Aeolian sand accumulation caused by desertification is a significant local factor for permafrost in the Tibetan Plateau. However, the mechanisms about the effect of the aeolian sand on permafrost are still unclear. In this study, based on the soil phase change heat transfer theory and Comsol Multiphysic software, the states of soil temperature and the active layer depth of warm degenerate permafrost under 13 dry and moist sand covers are simulated for 10 years in the sand hazard area in Honglianghe. The results show that the shallow permafrost temperature range and the maximum seasonal thawing depth, as well as the heat cycle in cold and warm seasons, decrease with the sand cover thickness.

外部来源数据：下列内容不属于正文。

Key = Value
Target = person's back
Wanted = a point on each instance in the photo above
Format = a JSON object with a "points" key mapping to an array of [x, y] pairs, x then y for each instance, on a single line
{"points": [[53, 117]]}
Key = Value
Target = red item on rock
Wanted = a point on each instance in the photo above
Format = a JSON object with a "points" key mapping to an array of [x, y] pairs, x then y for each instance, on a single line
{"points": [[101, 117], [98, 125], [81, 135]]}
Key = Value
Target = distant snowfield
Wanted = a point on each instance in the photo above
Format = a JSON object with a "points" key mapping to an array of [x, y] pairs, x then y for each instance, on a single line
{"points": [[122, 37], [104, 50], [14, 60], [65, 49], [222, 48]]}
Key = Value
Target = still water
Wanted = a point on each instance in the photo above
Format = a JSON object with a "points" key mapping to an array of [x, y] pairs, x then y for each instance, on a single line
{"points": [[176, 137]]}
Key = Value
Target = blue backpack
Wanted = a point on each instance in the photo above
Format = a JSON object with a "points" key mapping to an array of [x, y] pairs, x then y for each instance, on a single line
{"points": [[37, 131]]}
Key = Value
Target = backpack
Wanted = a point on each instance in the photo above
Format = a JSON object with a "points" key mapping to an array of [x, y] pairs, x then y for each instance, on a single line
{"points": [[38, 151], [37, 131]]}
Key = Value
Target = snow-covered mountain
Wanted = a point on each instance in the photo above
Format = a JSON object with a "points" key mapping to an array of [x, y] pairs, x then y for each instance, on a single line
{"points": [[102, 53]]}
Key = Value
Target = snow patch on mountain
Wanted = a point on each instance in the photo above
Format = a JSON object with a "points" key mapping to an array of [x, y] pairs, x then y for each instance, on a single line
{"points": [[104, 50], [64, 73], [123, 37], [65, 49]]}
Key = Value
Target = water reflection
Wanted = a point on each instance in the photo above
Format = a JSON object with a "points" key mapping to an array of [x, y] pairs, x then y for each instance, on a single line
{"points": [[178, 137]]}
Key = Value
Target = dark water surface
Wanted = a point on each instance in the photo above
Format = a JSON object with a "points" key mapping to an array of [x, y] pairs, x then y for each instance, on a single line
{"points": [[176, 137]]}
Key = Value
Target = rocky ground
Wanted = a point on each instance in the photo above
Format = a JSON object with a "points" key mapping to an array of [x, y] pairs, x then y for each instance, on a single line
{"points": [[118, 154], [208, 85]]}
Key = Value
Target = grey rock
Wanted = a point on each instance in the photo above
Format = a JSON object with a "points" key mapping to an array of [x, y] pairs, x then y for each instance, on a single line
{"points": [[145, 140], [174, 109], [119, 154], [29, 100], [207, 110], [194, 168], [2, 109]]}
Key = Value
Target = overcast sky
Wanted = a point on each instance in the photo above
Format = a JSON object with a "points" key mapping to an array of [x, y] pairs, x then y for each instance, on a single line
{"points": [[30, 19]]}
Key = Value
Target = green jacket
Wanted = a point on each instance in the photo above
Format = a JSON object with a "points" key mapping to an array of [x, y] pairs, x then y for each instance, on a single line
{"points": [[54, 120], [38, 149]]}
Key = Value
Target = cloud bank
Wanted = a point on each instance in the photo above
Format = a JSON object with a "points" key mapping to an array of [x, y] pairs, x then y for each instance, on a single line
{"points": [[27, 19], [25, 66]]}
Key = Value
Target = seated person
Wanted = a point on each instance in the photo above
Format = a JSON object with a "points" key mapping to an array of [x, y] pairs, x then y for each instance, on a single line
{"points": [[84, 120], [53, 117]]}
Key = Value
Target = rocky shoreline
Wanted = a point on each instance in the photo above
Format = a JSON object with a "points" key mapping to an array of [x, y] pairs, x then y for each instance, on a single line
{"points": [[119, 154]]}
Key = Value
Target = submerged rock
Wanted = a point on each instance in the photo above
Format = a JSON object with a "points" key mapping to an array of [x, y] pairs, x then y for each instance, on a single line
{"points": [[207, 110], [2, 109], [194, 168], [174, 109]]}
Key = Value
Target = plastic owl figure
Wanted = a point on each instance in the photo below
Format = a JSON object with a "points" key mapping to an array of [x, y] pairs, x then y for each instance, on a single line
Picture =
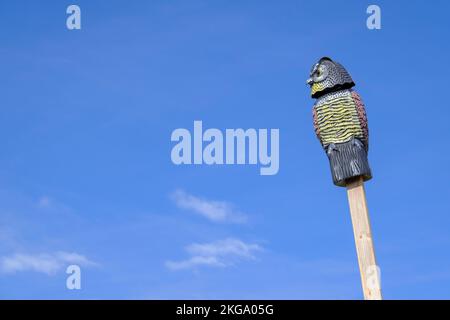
{"points": [[340, 121]]}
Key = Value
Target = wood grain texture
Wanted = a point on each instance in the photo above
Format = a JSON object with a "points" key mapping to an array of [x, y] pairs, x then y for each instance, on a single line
{"points": [[370, 276]]}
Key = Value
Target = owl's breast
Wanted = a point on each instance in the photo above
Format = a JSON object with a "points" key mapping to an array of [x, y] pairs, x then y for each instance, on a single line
{"points": [[337, 118]]}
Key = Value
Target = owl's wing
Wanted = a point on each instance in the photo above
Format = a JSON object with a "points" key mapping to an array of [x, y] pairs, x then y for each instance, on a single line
{"points": [[316, 125], [362, 118]]}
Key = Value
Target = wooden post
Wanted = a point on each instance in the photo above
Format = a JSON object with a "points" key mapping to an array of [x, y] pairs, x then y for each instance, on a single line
{"points": [[370, 276]]}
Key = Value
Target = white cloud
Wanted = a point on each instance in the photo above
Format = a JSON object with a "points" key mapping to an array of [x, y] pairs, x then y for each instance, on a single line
{"points": [[216, 211], [43, 263], [220, 253]]}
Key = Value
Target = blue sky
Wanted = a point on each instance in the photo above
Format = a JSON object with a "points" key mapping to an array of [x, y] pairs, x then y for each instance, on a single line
{"points": [[85, 169]]}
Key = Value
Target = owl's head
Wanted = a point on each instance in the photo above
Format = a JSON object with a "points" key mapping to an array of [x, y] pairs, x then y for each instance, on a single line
{"points": [[327, 76]]}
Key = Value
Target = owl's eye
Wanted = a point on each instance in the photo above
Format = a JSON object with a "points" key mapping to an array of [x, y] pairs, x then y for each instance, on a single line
{"points": [[320, 74]]}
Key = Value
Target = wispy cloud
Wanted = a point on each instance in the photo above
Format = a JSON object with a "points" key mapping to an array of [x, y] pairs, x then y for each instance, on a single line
{"points": [[43, 263], [216, 211], [220, 253]]}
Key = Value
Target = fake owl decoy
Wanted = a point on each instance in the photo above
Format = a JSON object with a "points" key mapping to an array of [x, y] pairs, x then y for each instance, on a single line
{"points": [[340, 121]]}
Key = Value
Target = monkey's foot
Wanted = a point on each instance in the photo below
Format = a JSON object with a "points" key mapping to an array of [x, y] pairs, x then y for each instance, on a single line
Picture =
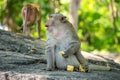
{"points": [[83, 69], [50, 69]]}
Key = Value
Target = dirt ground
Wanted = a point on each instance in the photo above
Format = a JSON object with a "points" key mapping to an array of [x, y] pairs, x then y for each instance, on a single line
{"points": [[23, 58]]}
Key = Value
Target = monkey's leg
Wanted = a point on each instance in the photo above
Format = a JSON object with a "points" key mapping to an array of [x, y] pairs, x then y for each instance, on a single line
{"points": [[98, 67], [25, 23], [83, 62], [50, 58], [39, 28]]}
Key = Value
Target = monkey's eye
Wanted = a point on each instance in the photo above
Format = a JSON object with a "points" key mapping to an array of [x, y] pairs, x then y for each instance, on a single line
{"points": [[50, 16]]}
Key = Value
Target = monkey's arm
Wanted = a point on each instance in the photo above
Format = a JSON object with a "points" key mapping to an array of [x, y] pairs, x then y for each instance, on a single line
{"points": [[71, 49]]}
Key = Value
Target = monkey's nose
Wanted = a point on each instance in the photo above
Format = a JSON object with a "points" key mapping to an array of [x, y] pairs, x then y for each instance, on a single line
{"points": [[46, 25]]}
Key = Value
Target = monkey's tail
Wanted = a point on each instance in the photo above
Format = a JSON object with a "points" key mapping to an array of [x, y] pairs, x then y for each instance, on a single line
{"points": [[98, 67]]}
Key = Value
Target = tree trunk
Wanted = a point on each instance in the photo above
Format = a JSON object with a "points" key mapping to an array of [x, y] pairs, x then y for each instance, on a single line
{"points": [[74, 7]]}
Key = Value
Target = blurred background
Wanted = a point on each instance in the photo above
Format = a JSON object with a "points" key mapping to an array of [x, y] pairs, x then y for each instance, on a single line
{"points": [[96, 21]]}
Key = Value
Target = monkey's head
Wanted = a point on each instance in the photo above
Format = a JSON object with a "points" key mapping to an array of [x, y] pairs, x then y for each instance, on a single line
{"points": [[55, 20]]}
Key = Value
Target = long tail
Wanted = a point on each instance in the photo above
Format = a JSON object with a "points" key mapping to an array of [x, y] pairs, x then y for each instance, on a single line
{"points": [[98, 67]]}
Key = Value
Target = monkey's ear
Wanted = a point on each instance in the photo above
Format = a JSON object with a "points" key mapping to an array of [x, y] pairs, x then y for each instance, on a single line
{"points": [[63, 19]]}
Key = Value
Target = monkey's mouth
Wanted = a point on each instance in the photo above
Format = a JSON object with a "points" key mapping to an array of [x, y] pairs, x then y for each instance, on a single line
{"points": [[46, 25]]}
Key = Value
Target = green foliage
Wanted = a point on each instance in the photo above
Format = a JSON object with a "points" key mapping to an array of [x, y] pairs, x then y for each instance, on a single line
{"points": [[98, 31], [95, 27]]}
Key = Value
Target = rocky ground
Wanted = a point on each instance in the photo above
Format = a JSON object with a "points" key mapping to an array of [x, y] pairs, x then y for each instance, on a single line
{"points": [[23, 58]]}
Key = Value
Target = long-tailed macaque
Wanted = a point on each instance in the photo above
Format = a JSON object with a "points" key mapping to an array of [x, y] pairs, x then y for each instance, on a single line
{"points": [[62, 38], [31, 14]]}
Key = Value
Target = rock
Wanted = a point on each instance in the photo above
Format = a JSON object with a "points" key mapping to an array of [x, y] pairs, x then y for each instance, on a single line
{"points": [[23, 58]]}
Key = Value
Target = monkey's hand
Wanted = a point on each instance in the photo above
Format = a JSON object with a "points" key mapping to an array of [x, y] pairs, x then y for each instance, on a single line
{"points": [[63, 54]]}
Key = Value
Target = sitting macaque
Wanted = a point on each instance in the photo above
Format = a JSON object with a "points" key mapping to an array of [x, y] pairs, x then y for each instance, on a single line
{"points": [[63, 46], [31, 14]]}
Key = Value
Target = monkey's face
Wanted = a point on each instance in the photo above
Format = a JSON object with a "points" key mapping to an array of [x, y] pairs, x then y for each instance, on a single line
{"points": [[29, 11], [55, 20]]}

In addition, the decreasing amplitude of permafrost temperature, active layer depth and heat cycle with dry sand cover are larger than that with moist sand cover. Therefore, aeolian sand accumulation can slow down the permafrost degradation in different levels in the research area. The thicker the sand cover is, the stronger the slowing effect is. Furthermore, the slowing effect of dry sand cover is stronger than that of moist sand cover obviously.